Timothy (Ϯⲙⲟⲑⲉⲟⲥ, Timotheos) was a Nubian monk and bishop. He was the titular bishop of Faras (Pachoras) with his seat in Qasr Ibrim (Phrim) from 1372.

Timothy was a hegoumenos (leader of a monastic community) before he became a bishop.

An account of Timothy's enthronement as bishop was discovered on a pair of paper scrolls in his tomb underneath his body. Each scroll contains the same five letters, one in Coptic (with a few lines of Greek) and the other in Arabic. The first letter, written by Patriarch Gabriel IV of Alexandria, informs the Nubians that Timothy has been chosen to replace the late bishop Athanasios. The other four letters were all written by bishops, two by witnesses of Timothy's ordination and another two by witnesses of his consecration and enthronement. The Coptic scroll is the only example of Bohairic dialect of Coptic from medieval Nubia.

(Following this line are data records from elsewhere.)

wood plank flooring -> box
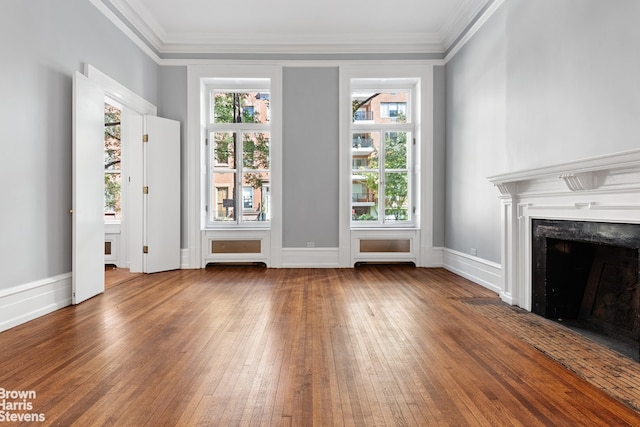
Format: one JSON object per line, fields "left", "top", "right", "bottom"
{"left": 0, "top": 266, "right": 638, "bottom": 426}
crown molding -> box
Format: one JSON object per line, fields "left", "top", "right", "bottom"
{"left": 444, "top": 0, "right": 505, "bottom": 63}
{"left": 108, "top": 0, "right": 166, "bottom": 49}
{"left": 94, "top": 0, "right": 500, "bottom": 61}
{"left": 439, "top": 0, "right": 491, "bottom": 50}
{"left": 161, "top": 32, "right": 444, "bottom": 55}
{"left": 89, "top": 0, "right": 160, "bottom": 62}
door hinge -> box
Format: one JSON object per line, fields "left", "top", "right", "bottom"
{"left": 143, "top": 186, "right": 149, "bottom": 194}
{"left": 143, "top": 245, "right": 149, "bottom": 254}
{"left": 205, "top": 138, "right": 208, "bottom": 146}
{"left": 413, "top": 138, "right": 416, "bottom": 145}
{"left": 412, "top": 206, "right": 416, "bottom": 214}
{"left": 205, "top": 205, "right": 209, "bottom": 213}
{"left": 143, "top": 134, "right": 149, "bottom": 143}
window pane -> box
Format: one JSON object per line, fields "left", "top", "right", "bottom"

The scrolls show that the Nubian church continued to be subject to the Coptic Church into the late fourteenth century. It is the last such evidence. Gabriel IV informs the people of Faras and Qasr Ibrim that he has elected Timothy because it was God's will "to summon for you a bishop in the place of Abba Athanasios your father." He was ordained in the Hanging Church at Cairo, where he took on "the garments of priesthood". He was then consecrated by Gabriel in the church of Saint Victor at Qamula among the monasteries of Naqada. Four Coptic bishops who witnessed the consecration signed the document. Among them were Athanasius of Qus, Michael of Atrib and Mark of Qift.

Although Timothy used the title bishop of Faras (Pachoras), his real seat was at Qasr Ibrim. It is unlikely that he even visited Faras. His date of death is unknown, but it appears to have been not long after his arrival in Qasr Ibrim. It is not certain if he was still alive in 1374. He is the last known Nubian bishop of Faras. He was buried in the north crypt of the cathedral of Qasr Ibrim on top of his scrolls and beneath an iron staff topped with a cross.

Timothy was not buried in his vestments but in everyday clothes, perhaps his travelling clothes. These consisted of cotton trousers, a linen tunic and a blue woolen cloak with a hood, the hem of the cloak and the lining of the hood being turquoise silk. A tapestry panel 27 cm by 101 cm in white, yellow, black and blue was sewn onto the back of the cloak. He also had a linen handkerchief with blue and white silk accents. The scrolls are today kept in the Coptic Museum, while the burial clothes are in the British Museum.